A buffer overflow exists in sudo versions 1.5.7 to 1.6.5p2 (inclusive). The problem affects expansion of the “%h” and “%u” escape sequences in the prompt. Due to a bug it is possible to craft a prompt such that more bytes are written than have been allocated. Exploiting heap corruption bugs like this requires fairly in-depth knowledge of a system’s malloc internals. The bug has been exploited on Linux and can allow an attacker to gain root privileges. No known exploits exist for other operating systems but this should not be considered a Linux-only problem.

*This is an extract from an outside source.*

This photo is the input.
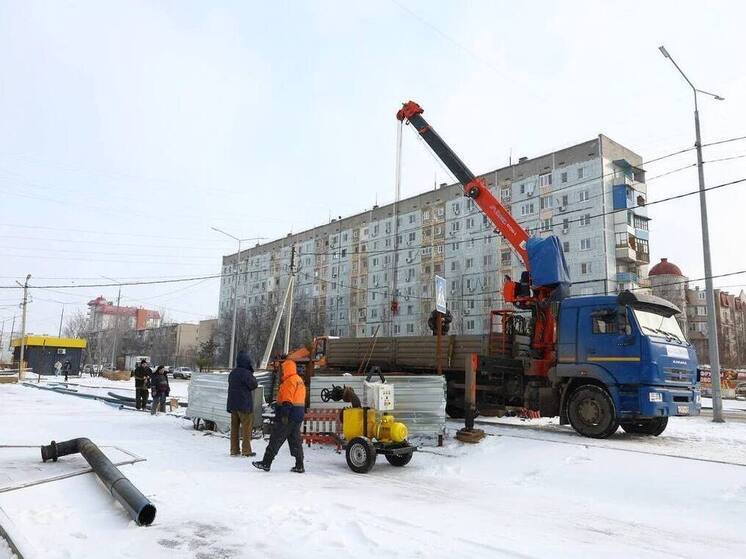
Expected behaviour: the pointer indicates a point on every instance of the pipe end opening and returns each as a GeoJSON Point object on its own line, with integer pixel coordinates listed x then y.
{"type": "Point", "coordinates": [146, 515]}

1.5.7 - 1.6.5p2 (inclusive)
Sudo expands “%h” and “%u” to the hostname and username respectively. This is done in two steps. In the first step sudo calculates the amount of memory required to hold the expanded string. In the second step it does the actual string copying and escape sequence expansion. The bug occurs because a variable used to store the last character seen was not re-initialized before the second loop. Consequently, if the last character in the prompt is a ‘%’ and the first character is a ‘h’ or ‘u’, sudo will mistakenly expand the ‘h’ or ‘u’, thinking the last character processed was a ‘%’. This causes the computed length to be too small and the malloced buffer will overflow.
This problem was brought to my attention by Global InterSec LLC.